C’est ce que laisse sous-entendre le résultat du recours qui fait complètement abstraction du plurilinguisme suisse en affirmant que « le rapport a été publié dès le 16 novembre 2015 sur Internet, soit trois mois avant la votation. Les citoyens et les médias y avaient ainsi accès et étaient en mesure d'évaluer la situation, de comparer les arguments et de se faire leur propre opinion sur les différentes interprétations du rapport en question ».
Mais comment des citoyens romands ou tessinois peuvent-ils se faire leur opinion sur un objet de votation si les documents officiels qui le concernent sont uniquement rédigés en allemand ? Aux yeux du Tribunal fédéral et du Conseil fédéral, les Suisses qui parlent allemand sont-ils plus suisses que ceux qui n’ont jamais appris cette langue ?

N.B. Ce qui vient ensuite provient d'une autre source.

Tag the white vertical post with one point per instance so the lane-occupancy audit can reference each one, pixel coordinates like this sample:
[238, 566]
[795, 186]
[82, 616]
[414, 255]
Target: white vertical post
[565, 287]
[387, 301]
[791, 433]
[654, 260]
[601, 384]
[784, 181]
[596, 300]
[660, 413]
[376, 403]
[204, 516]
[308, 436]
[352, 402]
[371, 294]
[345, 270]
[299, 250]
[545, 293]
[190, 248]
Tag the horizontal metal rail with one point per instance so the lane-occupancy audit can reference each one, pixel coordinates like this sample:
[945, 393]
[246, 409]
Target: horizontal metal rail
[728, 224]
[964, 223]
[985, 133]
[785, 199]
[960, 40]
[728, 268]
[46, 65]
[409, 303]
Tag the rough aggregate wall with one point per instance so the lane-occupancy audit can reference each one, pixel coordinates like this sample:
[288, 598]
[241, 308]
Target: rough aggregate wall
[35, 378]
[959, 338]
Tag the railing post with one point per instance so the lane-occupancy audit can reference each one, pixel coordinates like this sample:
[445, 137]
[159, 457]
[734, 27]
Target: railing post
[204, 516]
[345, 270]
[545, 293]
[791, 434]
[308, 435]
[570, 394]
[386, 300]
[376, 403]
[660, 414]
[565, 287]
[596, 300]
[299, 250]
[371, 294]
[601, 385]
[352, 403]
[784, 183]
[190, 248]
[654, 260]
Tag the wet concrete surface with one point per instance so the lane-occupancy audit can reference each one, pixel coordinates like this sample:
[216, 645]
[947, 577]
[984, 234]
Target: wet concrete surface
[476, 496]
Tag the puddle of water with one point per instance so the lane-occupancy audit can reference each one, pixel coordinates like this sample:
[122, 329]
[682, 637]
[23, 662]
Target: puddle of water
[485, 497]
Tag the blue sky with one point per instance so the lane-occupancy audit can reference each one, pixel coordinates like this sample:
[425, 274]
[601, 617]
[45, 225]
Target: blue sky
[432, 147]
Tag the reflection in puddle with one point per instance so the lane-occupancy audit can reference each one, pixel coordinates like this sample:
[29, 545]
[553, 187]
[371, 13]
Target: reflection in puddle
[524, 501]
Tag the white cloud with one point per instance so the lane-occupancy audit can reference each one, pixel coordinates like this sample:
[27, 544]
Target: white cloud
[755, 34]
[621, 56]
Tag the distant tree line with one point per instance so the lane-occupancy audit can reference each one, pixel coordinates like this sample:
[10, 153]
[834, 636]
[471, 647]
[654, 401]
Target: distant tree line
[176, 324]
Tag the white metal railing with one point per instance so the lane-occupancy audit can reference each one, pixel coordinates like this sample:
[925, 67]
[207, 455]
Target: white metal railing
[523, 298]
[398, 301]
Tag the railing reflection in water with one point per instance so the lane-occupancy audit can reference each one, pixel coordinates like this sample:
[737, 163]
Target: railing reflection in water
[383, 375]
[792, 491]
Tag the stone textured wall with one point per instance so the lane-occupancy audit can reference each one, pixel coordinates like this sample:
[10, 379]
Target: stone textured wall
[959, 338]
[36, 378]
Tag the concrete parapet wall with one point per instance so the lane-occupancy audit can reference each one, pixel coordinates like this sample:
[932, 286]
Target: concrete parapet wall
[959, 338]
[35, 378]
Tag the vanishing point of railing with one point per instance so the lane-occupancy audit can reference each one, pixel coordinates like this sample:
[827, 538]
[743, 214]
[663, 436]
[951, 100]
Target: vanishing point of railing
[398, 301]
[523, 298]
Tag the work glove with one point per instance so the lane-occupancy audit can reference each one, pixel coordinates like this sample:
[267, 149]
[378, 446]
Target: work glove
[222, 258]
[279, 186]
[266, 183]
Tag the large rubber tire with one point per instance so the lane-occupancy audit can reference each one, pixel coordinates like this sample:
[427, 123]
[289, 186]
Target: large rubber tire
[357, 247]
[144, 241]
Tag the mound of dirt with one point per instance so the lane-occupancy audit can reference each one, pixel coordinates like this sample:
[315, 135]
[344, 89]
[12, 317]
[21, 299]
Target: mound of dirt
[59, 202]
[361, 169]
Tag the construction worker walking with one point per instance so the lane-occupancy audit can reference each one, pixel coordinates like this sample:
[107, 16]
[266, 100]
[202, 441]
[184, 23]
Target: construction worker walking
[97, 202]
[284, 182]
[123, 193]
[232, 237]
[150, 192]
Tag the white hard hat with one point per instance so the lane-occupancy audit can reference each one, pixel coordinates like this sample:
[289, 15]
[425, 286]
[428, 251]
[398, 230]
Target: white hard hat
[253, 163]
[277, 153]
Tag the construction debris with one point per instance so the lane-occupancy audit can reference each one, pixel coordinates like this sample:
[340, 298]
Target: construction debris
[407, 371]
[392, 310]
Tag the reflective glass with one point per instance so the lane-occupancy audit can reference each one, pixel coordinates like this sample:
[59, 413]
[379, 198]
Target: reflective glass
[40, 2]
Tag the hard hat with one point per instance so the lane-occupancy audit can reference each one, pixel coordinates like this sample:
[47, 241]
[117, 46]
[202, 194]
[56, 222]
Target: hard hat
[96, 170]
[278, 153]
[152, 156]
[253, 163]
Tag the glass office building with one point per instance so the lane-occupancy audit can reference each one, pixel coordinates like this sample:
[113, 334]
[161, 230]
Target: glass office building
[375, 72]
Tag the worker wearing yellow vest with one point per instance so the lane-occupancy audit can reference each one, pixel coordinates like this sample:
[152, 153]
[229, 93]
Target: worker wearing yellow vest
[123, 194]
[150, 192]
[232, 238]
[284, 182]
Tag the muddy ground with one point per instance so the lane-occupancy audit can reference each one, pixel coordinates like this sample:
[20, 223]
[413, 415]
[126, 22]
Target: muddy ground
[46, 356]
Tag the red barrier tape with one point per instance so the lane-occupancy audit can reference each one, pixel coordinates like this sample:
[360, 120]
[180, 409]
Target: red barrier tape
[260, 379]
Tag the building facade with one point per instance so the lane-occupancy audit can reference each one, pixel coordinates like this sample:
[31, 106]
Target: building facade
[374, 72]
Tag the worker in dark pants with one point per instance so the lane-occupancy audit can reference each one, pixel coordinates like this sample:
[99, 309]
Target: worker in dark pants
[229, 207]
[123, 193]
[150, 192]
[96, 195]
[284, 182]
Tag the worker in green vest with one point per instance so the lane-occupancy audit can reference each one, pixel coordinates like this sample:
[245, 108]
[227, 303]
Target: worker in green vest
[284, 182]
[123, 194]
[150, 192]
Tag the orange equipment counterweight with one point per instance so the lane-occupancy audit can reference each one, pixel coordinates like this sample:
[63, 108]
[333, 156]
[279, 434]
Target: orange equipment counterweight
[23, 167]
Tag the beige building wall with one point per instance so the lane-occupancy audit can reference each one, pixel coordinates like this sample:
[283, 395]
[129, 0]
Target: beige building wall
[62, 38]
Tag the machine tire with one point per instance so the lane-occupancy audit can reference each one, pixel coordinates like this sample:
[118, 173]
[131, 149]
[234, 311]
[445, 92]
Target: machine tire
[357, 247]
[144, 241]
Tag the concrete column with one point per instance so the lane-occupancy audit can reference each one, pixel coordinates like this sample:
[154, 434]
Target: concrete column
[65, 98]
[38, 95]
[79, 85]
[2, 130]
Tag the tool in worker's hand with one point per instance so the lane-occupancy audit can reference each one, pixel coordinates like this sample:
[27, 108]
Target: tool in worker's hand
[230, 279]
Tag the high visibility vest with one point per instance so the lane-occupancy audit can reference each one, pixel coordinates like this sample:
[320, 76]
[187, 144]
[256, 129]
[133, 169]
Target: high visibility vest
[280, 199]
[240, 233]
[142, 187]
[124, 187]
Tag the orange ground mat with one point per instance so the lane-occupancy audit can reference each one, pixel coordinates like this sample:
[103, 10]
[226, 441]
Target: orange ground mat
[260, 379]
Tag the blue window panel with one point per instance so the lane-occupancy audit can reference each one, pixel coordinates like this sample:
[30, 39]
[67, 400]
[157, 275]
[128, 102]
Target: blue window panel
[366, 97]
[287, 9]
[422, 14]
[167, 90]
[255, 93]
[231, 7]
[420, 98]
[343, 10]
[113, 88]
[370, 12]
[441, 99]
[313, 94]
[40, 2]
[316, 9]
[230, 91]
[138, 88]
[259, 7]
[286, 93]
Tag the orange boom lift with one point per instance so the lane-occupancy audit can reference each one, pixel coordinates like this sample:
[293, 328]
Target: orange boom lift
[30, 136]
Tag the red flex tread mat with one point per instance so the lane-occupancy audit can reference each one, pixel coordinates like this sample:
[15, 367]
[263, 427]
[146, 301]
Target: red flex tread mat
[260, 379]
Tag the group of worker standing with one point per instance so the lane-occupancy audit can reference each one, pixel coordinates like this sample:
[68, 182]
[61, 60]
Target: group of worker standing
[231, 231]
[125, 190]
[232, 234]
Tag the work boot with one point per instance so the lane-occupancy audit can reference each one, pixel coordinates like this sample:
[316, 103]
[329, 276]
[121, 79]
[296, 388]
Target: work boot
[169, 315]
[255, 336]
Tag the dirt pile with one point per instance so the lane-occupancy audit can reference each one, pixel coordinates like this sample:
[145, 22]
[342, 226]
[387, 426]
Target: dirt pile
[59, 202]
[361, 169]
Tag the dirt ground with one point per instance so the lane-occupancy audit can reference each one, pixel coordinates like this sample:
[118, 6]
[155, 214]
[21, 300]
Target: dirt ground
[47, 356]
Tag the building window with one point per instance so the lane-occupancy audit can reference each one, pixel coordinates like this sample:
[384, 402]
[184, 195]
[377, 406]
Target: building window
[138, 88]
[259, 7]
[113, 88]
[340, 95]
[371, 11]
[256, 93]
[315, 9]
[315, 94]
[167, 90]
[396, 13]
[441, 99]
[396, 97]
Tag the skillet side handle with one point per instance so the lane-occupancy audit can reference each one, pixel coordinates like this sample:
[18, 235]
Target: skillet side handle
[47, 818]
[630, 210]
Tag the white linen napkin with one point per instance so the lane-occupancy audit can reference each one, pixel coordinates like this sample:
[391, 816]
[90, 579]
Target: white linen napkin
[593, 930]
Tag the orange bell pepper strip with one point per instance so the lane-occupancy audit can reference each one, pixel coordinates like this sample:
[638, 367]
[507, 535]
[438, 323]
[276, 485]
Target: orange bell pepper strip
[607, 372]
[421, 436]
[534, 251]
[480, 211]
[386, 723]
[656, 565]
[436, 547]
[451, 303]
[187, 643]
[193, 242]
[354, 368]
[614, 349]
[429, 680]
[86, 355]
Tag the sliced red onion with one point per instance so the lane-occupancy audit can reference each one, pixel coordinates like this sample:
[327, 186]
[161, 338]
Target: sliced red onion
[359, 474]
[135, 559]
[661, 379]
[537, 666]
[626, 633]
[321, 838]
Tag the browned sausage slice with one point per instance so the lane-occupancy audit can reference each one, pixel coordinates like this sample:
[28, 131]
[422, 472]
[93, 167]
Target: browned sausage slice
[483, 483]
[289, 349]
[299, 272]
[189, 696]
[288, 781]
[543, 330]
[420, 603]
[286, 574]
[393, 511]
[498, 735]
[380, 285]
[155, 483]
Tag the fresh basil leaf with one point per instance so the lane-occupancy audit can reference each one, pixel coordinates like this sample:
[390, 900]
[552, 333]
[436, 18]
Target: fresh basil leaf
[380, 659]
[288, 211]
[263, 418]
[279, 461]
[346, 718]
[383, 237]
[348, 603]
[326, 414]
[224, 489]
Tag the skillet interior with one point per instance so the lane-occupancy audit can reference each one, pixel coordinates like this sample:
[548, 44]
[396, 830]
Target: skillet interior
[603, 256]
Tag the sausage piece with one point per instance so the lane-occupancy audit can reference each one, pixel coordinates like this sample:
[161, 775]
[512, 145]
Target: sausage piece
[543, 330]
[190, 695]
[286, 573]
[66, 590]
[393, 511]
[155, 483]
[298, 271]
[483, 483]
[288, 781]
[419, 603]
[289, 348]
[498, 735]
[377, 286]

Bien entendu, je n’ai rien contre la langue allemande, mais je pense que sa valorisation au détriment des autres langues aura de lourdes conséquences sur les cantons où l’on parle uniquement le français ou l’italien. Il faut s’imaginer ce qui se passera dans un avenir proche maintenant que le Conseil fédéral et le Tribunal fédéral sont en accord sur le fait que même une information essentielle pour l’issue d’un vote peut n’être donnée qu’en allemand. Les dommages, malheureusement, seront considérables et pas uniquement limités au Tessin et à la langue italienne.
Un NON à la percée d’un deuxième tunnel au Gothard pourrait ainsi encore aider, même si cela ne redressera toutefois pas complètement la situation.
La décision du Tribunal fédéral, même si elle est totalement déconnectée de la réalité, aura des conséquences bien réelles. De ce fait, je vais entreprendre dans les prochains jours les démarches juridiques et politiques nécessaires pour que Tessinois et Romands ne restent pas officiellement des citoyens de seconde zone.
Domenico Zucchetti
Domenico Zucchetti (1960) habite à Massagno, au Tessin. Il a obtenu une license de droit à Saint Gall et dirige actuellement une société informatique de quinze personnes. Il est également conseiller communal pour Masagno Ambiente et a été, en 2015, candidat pour les Vert’libéraux au Grand Conseil.